La ministra Pisano ha spiegato che «la soluzione italiana si baserà sui modelli indicati da Apple e Google»
Roma – Si tiene in serata il consiglio dei Ministri che varerà, oltre a una serie di misure sui criteri che regoleranno le scarcerazioni, il decreto sulla app di tracciamento dei contatti per contenere il rischio dei contagi da coronavirus.
Dopo settimane di lavoro, il governo ha cambiato parzialmente direzione rispetto alle indicazioni della prima ora: i dati relativi ai contatti stretti dell'app di tracciamento saranno conservati «anche (ma non solo, ndr) nei dispositivi mobili degli utenti per il periodo strettamente necessario al trattamento», e comunque non oltre il 31 dicembre 2020; l'app sarà volontaria ed è esclusa la geolocalizazione in favore del «tracciamento di prossimità» e il suo mancato uso «non comporta alcuna limitazione o conseguenza in ordine all'esercizio dei diritti fondamentali dei soggetti interessati ed è assicurato il rispetto del principio di parità di trattamento».
Scelta la soluzione di Apple e Google
Intervenendo in audizione in commissione Lavori pubblici al Senato, la ministra dell’Innovazione, Paola Pisano, ha spiegato che il sistema di tracciamento «dovrà tenere in considerazione l'evoluzione di sistemi internazionali oggi ancora non completamente definiti, in particolare i modelli annunciati da Apple e Google, su cui la soluzione italiana si baserà»; ancora non è chiaro che cosa ne sarà del’app Immuni, iniziale scelta del governo, dopo i molti problemi evidenziati.
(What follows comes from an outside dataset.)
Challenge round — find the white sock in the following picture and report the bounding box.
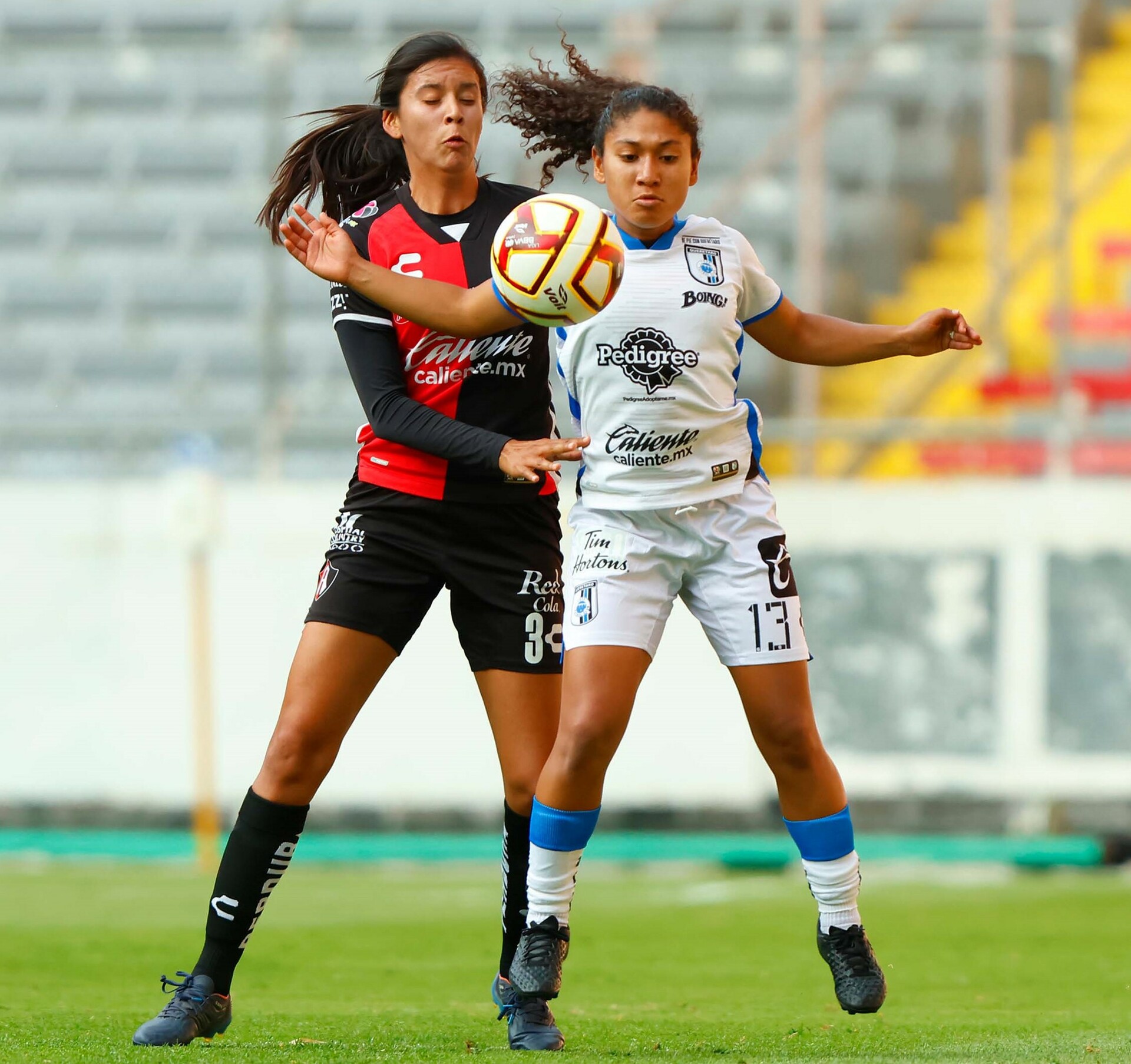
[801,847,863,935]
[526,842,585,927]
Nella bozza di decreto si specifica che i dati raccolti attraverso l'applicazione non possono essere utilizzati per finalità diverse da quella del tracciamento, «salva la possibilità di utilizzo in forma aggregata o comunque anonima, per soli fini statistici o di ricerca scientifica»; il ministero, inoltre, adotta «misure tecniche e organizzative idonee a garantire un livello di sicurezza adeguato ai rischi elevati per i diritti e le libertà degli interessati, sentito il Garante per la Protezione dei dati» e «i diritti degli interessati possono essere esercitati anche con modalità semplificate».
La piattaforma del ministero della Salute, infine, è «realizzata esclusivamente con infrastrutture localizzate sul territorio nazionale (questo dovrebbe rispondere alla questione dei data center per gestire le informazioni, sollevata nei giorni scorsi dal Secolo XIX, ndr) e gestite da amministrazioni o enti pubblici o in controllo pubblico».
La scelta di strutture pubbliche
Su questo, la ministra ha detto che per tutto quello che l'app comporta, da «analisi e sviluppo» a «gestione dei dati», a «diffusione negli store» sono «coinvolte società pubbliche interamente partecipate dallo Stato: PagoPa e Sogei Spa, oltre che il dipartimento». Secondo la Pisano, queste applicazioni possono funzionare anche con un'adesione sotto il 60%: «Già al 25-30% hanno una buona resa», anche se resta importante che venga adottata dal maggior numero di cittadini e per questo sarà fatta «una forte campagna di comunicazione».
Tempi prevedibilmente lunghi
Comunque, per approfondire le tematiche legate all'uso dell'app di contact tracing, il Copasir ha convocato per martedì 5 maggio la stessa ministra Pisano e il commissario straordinario all'emergenza Covid-19, Domenico Arcuri: «Il Comitato - ha spiegato il suo presidente, Raffaele Volpi - apprendendo della probabile “parlamentarizzazione” della tematica legata a questa tecnologia, ha ritenuto di stilare un documento che sarà inviato alle Camere con le valutazioni e le conclusioni su questa forma di raccolta del tracciamento personale, in modo da dare un contributo al dibattito riferibile alle competenze del Copasir».
Solo dopo tutti questi passaggi, insomma, è possibile che l’app sia disponibile per le persone e possa essere utilizzata.